San Francisco Begins Dismantling Vaillancourt Fountain as Legal Fight Intensifies
A 710-ton concrete sculpture that has divided San Francisco for more than half a century is now being taken apart, even as its defenders race to stop the work in court. The Vaillancourt Fountain, also known as Québec Libre!, began construction in 1971 and has occupied Embarcadero Plaza ever since, becoming one of the city’s most recognizable public artworks.
The fountain was created by Quebecois sculptor Armand Vaillancourt (b. 1929), who is now 96. San Francisco’s arts commission owns the piece, and the city began dismantling it this week as part of a broader renovation of the plaza. Officials have said the disassembly and relocation are expected to take several months and cost $4 million.

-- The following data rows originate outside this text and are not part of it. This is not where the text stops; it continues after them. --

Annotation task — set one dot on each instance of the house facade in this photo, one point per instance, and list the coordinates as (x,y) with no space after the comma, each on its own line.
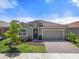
(47,30)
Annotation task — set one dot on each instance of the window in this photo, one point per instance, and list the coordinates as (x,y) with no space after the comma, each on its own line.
(23,31)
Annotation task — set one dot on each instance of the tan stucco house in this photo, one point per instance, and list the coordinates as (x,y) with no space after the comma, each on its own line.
(47,30)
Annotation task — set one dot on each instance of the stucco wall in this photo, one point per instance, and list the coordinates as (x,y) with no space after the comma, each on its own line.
(75,30)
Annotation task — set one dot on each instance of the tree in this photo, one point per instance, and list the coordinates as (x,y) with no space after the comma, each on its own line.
(13,32)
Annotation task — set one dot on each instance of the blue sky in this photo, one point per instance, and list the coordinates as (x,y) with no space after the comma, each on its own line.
(59,11)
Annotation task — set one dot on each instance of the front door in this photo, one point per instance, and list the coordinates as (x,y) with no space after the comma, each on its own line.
(35,33)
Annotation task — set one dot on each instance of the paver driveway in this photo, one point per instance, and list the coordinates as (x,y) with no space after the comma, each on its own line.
(61,47)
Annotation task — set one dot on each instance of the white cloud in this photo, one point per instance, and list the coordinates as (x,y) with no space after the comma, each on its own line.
(48,1)
(68,17)
(4,4)
(75,2)
(65,20)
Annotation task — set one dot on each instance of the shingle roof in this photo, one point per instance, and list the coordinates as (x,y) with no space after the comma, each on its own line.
(47,24)
(74,25)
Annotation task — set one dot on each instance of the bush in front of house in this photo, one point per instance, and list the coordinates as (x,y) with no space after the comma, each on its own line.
(29,38)
(40,37)
(72,37)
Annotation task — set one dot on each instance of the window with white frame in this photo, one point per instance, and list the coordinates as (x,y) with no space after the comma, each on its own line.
(23,32)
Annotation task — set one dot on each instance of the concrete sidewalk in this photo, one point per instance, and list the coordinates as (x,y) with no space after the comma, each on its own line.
(40,56)
(61,47)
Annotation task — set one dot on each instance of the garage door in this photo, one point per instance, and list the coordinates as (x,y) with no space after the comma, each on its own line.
(53,35)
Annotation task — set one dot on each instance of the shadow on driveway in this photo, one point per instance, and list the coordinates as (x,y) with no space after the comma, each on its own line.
(12,52)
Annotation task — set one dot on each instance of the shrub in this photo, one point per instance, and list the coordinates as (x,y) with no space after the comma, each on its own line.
(71,36)
(40,37)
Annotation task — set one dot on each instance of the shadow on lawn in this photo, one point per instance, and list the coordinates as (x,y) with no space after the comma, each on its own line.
(12,52)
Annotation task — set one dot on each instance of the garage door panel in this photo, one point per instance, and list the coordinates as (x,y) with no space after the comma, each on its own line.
(54,35)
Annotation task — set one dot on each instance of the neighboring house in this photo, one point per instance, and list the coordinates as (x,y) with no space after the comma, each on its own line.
(3,28)
(47,30)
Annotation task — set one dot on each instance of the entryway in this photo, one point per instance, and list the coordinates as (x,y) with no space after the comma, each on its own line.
(35,33)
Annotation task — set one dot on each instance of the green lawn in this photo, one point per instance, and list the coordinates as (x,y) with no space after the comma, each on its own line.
(77,44)
(22,48)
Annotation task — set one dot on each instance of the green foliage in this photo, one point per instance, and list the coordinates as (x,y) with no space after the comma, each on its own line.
(73,37)
(13,31)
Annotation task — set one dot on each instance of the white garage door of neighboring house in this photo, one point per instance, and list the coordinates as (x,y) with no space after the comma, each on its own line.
(53,35)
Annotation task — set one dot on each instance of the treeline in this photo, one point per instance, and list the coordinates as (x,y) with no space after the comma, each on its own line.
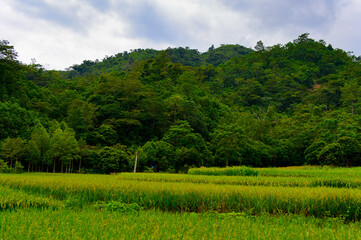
(290,104)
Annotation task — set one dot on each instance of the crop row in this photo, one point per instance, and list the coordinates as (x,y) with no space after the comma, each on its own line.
(15,199)
(173,196)
(300,171)
(337,182)
(89,224)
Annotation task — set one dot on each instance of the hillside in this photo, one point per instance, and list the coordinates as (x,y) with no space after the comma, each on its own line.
(289,104)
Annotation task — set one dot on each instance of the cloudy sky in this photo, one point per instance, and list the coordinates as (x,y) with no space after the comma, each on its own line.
(60,33)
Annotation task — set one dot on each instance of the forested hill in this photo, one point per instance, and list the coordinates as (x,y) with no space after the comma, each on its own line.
(185,56)
(289,104)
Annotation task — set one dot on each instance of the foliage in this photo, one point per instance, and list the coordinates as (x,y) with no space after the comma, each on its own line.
(287,104)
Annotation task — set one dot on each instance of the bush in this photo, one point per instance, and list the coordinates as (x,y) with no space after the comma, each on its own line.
(228,171)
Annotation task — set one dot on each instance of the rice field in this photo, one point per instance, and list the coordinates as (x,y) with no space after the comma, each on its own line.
(280,203)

The move follows months of debate over whether the sculpture should remain in place. Last summer, the arts commission was asked whether it should deaccession the work to accommodate the planned redesign of Embarcadero Plaza. For supporters, the answer has been no — and the argument has now shifted from preservation to procedure.
Alexis Vaillancourt, the artist’s son and a working artist himself, is involved in the campaign to keep the fountain where it stands. He and a group called Friends of the Plaza are challenging the city’s use of an emergency exemption under the California Environmental Quality Act. That exemption is reserved for a “sudden, unexpected occurrence” requiring “immediate action,” leaving no time for a full review.
Their lawyer, Susan Brandt-Hawley, argues that the fountain’s condition does not meet that threshold. In an appellate petition, she writes that “there is no emergency” and describes the sculpture as a “unique, storied resource of undisputed local, state, and national historic significance.”
The fountain has long been a flash point in San Francisco’s civic landscape. John King, the former architecture critic at the San Francisco Chronicle, called it “one of urban America’s truly bizarre works of public art” and “a reminder of midcentury mistakes.” That tension — between preservation, redevelopment, and public taste — now sits at the center of the dispute.
Whether the fountain ultimately returns to Embarcadero Plaza or is permanently relocated, the case underscores how vulnerable major public artworks can become when cities redraw their civic spaces.